The ART’s upcoming decision in Mr Alsheri’s case may be of critical influence in future determinations of whether remote work for a foreign employer can qualify as employment outside Australia for General Skilled Migration purposes. Furthermore, it remains to be seen whether the final determination of Mr Alsheri’s case could have a broader implication on how remote work is assessed for not just General Skilled Migration purposes, but also employer-sponsored matters.

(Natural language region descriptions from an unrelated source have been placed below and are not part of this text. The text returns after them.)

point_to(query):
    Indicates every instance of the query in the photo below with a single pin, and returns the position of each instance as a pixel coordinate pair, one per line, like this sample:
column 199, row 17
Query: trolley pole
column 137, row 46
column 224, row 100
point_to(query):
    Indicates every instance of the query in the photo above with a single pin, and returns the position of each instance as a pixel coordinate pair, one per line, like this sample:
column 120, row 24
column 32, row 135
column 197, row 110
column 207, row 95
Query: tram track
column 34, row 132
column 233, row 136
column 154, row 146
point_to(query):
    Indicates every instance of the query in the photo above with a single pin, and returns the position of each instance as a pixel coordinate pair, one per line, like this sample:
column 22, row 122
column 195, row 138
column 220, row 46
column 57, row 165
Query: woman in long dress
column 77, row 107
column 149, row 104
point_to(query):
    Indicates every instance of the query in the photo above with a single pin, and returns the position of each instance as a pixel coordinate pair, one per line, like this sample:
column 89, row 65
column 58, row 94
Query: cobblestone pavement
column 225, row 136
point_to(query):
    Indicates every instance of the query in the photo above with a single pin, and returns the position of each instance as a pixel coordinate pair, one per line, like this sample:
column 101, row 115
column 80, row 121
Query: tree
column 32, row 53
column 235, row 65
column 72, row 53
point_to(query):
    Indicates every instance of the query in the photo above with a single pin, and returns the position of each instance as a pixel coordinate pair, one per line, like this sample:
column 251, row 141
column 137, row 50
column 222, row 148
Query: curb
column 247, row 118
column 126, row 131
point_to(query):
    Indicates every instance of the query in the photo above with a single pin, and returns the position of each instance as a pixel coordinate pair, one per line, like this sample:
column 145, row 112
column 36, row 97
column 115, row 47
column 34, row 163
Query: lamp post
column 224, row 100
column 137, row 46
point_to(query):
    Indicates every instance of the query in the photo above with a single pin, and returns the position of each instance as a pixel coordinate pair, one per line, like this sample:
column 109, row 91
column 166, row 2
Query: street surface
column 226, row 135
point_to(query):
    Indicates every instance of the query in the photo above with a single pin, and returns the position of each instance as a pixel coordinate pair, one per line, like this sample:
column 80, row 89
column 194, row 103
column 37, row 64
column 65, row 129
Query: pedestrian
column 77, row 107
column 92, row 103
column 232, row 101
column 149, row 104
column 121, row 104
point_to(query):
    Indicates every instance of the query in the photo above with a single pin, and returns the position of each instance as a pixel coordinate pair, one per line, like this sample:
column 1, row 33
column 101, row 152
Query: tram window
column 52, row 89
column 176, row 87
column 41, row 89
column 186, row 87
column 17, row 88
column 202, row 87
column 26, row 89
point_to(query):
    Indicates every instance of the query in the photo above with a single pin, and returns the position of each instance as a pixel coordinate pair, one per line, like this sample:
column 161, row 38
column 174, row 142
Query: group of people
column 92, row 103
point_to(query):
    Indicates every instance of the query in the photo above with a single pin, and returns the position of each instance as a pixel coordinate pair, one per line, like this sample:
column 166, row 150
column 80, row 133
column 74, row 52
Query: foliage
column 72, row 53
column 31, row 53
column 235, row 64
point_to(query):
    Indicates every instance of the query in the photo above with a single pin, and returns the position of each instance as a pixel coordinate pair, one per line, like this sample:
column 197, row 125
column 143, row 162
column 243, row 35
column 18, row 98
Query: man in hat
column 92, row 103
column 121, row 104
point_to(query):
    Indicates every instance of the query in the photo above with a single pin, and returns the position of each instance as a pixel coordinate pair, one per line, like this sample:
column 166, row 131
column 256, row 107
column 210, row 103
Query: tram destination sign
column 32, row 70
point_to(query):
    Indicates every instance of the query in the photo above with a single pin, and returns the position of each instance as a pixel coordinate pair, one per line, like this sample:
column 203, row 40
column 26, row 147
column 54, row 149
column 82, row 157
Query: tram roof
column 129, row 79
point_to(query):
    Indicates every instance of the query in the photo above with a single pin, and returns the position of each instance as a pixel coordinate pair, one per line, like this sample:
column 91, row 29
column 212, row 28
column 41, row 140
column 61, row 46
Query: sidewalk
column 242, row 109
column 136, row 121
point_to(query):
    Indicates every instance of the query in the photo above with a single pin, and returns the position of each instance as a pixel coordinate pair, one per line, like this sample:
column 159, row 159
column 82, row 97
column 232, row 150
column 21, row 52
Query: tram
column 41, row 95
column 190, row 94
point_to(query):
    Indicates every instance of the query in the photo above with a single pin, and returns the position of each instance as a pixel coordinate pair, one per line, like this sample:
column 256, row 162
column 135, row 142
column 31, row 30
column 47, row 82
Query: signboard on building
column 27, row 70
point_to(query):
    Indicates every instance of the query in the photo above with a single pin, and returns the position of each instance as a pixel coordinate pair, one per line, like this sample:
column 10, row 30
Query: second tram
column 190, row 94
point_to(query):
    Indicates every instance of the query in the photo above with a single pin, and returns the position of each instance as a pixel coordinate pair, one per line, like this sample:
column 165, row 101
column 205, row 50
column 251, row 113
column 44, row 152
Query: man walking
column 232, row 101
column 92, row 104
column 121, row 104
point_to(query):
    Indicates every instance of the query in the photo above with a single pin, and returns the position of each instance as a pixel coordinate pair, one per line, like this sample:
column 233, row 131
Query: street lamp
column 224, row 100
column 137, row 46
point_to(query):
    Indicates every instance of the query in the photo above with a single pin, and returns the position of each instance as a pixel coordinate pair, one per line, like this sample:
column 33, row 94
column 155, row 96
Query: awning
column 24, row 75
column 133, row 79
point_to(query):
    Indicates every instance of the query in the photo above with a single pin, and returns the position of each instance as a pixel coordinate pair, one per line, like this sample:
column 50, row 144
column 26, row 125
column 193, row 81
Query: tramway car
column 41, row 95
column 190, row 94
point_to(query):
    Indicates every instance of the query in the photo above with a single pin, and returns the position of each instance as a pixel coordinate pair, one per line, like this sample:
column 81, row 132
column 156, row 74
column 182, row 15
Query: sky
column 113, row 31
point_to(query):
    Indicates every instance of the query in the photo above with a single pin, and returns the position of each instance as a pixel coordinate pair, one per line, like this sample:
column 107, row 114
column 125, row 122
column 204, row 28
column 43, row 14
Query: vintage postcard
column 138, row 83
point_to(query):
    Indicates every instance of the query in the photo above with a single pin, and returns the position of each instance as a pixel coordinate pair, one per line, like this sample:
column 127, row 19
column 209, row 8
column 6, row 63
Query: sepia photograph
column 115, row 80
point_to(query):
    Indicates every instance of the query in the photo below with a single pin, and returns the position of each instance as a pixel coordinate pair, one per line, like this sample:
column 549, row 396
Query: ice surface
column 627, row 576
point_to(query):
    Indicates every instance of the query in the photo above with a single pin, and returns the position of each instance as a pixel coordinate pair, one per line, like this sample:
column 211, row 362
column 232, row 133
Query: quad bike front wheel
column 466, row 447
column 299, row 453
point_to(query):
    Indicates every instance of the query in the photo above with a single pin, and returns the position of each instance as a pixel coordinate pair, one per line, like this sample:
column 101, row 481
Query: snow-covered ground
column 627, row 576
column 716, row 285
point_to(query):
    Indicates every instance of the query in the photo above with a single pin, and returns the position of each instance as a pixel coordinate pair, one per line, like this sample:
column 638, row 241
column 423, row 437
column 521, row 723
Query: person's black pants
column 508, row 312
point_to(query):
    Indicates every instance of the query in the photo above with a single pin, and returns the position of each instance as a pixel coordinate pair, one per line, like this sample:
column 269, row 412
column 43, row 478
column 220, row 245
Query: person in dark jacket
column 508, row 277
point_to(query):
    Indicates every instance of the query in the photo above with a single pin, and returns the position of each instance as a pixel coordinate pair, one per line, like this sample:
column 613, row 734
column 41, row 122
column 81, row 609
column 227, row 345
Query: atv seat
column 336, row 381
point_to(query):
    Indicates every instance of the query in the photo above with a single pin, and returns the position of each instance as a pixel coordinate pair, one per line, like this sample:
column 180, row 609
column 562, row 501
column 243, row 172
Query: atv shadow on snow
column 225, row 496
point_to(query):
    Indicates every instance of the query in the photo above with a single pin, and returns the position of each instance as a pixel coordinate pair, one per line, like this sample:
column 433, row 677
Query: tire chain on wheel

Based on the Minister’s submissions to the Court, it appears that Mr Alsheri may experience difficulties with demonstrating that he actually engaged in work with the Ministry of Health in Saudi Arabia for at least 20 hours per week in his nominated occupation of ANZSCO 234914 Physicist (or a closely related occupation), whilst he was in Australia. On this basis, it is possible that the ART ultimately finds that Mr Alsheri’s specific work arrangements with the Ministry of Health in Saudi Arabia (while he was residing in Australia on a Student visa) do not entitle him to any points for “employment” for General Skilled Migration purposes, e.g. where the AAT is not satisfied that he was actually remunerated for this work, or where there is a lack of evidence to show that he sufficiently engaged in work as a Medical Physicist with the Ministry of Health in Saudi Arabia for at least 20 hours per week.

Nonetheless, it will be interesting to see whether the ART makes any findings about whether remote work undertaken in Australia, for an employer based in another country, could ever constitute employment outside Australia under Schedule 6D to the Migration Regulations 1994 (Cth), such that employment undertaken remotely in Australia for an overseas employer can be treated as overseas employment for General Skilled Migration purposes.